In terms of the future, a serious question is if Al Qaeda in the Islamic Maghreb (AQIM) will intervene, what will happen if/when foreign fighters return, or what would happen in the event of a large-scale attack. All of these three things would affect the situation and are hard to predict.
Dr. Ben Salem began his response by asking for more studies on this subject that will increasingly affect Europe and the rest of the world. Ben Salem disagreed with Daveed devoting his paper to AST, as there are other organisations active in Tunisia, but he did acknowledge that these others are less well organised and not as prolific with social media. He argued that the problems related to extremism in Tunisia are particularly linked with the Tunisian Salafis, and their main aim is global jihad and to eradicate secular states. This is not just a Tunisian problem but an international one. Ben Salem further argued that there are at least 4,000 Tunisians fighting in Syria. He remarked that there are thousands of Salafis in Tunisia, and Tunisia is unfortunately at war with them and their brand of terrorism.

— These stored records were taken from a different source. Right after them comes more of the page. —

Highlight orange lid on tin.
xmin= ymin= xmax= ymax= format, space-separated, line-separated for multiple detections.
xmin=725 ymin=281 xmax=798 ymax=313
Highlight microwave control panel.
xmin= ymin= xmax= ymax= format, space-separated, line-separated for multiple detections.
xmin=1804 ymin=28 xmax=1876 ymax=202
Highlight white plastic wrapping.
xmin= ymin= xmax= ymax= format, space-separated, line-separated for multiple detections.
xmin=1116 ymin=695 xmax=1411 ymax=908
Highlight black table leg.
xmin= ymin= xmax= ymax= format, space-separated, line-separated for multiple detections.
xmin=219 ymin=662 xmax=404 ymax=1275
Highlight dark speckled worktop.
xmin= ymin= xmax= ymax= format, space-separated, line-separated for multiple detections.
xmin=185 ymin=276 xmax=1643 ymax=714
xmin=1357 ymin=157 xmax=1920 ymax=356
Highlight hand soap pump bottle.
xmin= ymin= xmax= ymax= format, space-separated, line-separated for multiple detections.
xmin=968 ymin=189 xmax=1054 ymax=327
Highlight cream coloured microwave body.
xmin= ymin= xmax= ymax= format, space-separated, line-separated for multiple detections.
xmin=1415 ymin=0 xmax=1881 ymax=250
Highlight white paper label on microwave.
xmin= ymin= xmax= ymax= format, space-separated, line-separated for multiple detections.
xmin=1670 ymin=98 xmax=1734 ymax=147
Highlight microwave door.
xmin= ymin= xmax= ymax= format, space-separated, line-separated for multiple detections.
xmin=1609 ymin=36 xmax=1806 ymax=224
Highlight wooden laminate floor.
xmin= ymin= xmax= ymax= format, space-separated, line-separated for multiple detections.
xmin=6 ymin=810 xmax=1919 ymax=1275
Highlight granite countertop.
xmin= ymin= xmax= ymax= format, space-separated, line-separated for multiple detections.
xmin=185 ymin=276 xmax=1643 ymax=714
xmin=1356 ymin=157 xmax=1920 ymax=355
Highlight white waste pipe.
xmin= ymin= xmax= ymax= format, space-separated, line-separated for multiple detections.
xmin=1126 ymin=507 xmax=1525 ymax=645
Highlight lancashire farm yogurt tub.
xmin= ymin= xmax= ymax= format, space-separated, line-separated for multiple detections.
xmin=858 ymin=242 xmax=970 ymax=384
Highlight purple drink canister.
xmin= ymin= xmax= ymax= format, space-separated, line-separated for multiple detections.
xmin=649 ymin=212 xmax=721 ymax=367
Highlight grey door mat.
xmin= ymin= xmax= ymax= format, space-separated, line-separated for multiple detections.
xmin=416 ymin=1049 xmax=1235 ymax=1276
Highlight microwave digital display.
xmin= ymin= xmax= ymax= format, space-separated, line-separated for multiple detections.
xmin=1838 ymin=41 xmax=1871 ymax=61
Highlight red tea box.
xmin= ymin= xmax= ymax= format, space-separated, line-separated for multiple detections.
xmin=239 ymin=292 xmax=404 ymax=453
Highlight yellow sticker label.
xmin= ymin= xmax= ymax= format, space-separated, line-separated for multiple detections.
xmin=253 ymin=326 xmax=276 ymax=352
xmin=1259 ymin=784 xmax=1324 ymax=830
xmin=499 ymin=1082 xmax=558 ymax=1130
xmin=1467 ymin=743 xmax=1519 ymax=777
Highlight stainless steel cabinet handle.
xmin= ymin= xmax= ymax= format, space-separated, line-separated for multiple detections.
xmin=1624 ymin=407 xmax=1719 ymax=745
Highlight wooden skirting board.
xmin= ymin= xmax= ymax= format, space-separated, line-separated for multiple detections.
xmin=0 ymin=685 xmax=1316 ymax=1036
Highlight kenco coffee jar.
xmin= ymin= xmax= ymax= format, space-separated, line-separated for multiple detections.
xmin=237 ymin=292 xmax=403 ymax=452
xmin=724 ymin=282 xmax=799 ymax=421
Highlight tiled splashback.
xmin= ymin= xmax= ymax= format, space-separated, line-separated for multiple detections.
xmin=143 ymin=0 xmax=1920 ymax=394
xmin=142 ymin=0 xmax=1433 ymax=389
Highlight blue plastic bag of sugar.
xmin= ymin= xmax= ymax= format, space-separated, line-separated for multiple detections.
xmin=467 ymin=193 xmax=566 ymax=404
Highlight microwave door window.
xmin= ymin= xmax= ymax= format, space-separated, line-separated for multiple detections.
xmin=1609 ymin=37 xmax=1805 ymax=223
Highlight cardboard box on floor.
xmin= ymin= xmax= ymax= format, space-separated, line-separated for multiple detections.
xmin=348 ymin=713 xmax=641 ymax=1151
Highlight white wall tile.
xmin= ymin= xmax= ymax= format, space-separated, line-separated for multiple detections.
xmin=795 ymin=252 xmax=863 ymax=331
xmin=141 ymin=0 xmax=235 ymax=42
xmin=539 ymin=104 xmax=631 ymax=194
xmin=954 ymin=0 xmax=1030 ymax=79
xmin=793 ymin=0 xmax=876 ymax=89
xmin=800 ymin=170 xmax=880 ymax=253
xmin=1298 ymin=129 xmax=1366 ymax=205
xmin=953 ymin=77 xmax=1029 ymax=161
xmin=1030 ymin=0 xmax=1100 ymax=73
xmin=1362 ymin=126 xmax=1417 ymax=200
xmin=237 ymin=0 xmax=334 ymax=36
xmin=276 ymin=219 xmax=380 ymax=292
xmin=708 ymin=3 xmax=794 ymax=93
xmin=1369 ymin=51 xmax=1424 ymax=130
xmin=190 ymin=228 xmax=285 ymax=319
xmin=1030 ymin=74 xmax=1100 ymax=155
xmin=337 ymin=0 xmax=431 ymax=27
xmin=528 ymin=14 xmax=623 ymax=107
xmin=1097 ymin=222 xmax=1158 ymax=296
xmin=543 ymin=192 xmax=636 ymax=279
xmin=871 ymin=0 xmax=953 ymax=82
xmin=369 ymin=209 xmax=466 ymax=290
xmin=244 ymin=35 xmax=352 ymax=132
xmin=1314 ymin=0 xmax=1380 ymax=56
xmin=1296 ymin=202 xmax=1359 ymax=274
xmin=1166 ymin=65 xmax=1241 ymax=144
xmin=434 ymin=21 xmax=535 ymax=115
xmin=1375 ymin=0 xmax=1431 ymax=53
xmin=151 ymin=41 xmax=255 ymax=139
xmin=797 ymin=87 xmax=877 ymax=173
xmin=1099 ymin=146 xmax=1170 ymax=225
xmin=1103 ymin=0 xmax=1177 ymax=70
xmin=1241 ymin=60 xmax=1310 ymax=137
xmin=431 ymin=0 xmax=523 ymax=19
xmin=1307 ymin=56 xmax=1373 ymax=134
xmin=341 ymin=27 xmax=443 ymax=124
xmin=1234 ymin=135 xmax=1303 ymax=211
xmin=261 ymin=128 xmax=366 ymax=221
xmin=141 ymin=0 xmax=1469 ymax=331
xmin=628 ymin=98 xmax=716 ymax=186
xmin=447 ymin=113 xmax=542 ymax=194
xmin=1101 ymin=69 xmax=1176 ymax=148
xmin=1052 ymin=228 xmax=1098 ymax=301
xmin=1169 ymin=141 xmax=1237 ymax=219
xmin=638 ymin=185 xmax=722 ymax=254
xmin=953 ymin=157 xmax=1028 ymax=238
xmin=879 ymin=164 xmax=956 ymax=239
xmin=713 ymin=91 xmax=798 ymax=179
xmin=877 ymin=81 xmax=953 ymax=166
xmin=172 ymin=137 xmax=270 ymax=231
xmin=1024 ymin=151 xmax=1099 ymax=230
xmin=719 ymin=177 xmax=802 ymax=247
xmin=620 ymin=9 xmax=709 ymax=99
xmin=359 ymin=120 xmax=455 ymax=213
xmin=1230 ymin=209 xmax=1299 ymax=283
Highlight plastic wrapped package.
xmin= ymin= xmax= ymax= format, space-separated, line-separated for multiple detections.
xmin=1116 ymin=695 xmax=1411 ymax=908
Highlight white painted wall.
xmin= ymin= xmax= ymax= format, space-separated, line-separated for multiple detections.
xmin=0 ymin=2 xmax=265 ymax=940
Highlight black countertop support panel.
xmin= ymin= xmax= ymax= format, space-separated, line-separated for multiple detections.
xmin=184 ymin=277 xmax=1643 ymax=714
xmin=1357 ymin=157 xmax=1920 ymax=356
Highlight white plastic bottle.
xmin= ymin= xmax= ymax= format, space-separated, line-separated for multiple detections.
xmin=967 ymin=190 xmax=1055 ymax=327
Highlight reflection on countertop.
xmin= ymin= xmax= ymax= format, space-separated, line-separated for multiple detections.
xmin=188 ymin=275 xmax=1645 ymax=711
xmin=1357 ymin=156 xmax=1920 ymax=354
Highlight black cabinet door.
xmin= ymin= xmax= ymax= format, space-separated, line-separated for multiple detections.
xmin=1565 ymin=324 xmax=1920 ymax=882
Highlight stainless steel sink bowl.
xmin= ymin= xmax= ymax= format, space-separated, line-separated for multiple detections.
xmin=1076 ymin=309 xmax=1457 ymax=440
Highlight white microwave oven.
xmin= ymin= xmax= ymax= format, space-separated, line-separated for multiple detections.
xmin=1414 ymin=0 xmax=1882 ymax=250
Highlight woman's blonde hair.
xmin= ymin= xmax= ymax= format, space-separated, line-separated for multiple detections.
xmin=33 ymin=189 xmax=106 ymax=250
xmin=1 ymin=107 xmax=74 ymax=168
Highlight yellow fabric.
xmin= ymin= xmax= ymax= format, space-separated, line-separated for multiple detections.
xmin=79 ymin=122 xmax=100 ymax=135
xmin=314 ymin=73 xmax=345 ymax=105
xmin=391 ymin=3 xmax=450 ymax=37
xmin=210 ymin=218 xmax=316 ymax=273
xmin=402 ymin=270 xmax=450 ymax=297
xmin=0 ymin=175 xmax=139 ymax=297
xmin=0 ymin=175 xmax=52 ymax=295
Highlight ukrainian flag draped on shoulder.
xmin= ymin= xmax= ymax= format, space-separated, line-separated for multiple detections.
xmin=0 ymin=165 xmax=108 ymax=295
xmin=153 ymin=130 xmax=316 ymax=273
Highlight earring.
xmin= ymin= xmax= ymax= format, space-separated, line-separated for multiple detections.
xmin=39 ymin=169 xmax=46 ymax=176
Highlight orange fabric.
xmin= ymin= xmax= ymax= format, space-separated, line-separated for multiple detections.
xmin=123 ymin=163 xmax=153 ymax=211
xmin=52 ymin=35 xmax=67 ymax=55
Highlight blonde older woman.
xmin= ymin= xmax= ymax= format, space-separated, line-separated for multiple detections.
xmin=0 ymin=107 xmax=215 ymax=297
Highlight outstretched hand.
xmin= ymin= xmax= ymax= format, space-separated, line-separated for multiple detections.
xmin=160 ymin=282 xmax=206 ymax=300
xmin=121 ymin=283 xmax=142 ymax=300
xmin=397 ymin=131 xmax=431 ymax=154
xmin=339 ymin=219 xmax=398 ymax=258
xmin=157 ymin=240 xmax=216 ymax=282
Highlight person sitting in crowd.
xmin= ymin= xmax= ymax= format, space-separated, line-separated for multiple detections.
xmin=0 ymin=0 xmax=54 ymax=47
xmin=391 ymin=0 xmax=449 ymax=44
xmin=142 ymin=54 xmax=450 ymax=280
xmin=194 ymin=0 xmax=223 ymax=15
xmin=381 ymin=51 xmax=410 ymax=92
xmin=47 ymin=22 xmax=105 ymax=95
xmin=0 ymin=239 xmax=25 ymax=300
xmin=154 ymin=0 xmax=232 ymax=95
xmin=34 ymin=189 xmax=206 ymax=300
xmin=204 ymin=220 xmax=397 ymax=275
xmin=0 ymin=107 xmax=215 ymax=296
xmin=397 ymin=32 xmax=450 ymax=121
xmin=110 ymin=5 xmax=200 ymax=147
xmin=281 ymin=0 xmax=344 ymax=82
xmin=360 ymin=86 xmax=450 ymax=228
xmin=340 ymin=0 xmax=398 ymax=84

Ben Salem worried greatly about future global developments including the pull-out of US forces in Afghanistan and a potential (eventual) stabilisation in Syria which will prompt foreign fighters to return or migrate to new areas. He feared that we may be gearing up to a “clash of civilisations”: a conflict between secularists and jihadists. Tunisia, in Ben Salem’s opinion, is not set up to deal with this. He agreed with Gartenstein-Ross saying that the security forces are not prepared for this problem and there is no historical precedent for dealing with this threat. He hoped that Europe will support and stand next to Tunisia to help. A response to these developments should be unified and global.
The floor was then opened up to discussion with one participant asking what the response of the Tunisian government is to counter AST’s advertising and publicity machine. Gartenstein-Ross acknowledged that there has not been much of a response from the Tunisian government, as they are not prepared to deal with this yet. Ben Salem agreed and argued that one of the most important debates is about the role of the mass media. One of the benefits of the revolution was the opening of the freedom of speech, before the revolution even the ministers were not allowed to talk freely. He argued that civil society and the media will play an important role. But the country is still in transition, there is not an adequate professional level yet. Even journalists are not yet used to the level of openness in the country.
Another participant asked how important the role of the political transition is and of those who were in the President Zine El Abidine Ben Ali government being integrated into the new government? Ben Salem argued that Tunisia is now closing that chapter. The task of the current government is to stabilise Tunisia and to organise the next elections. The meeting closed with an informal drinks reception.
Daveed Gartenstein-Ross, “Raising the Stakes: Ansar al-Sharia in Tunisia’s Shift to Jihad” (February 2014).
Daveed Gartenstein-Ross, “Ansar al-Sharia Tunisia’s Long Game: Dawa, Hisba and Jihad” (May 2013).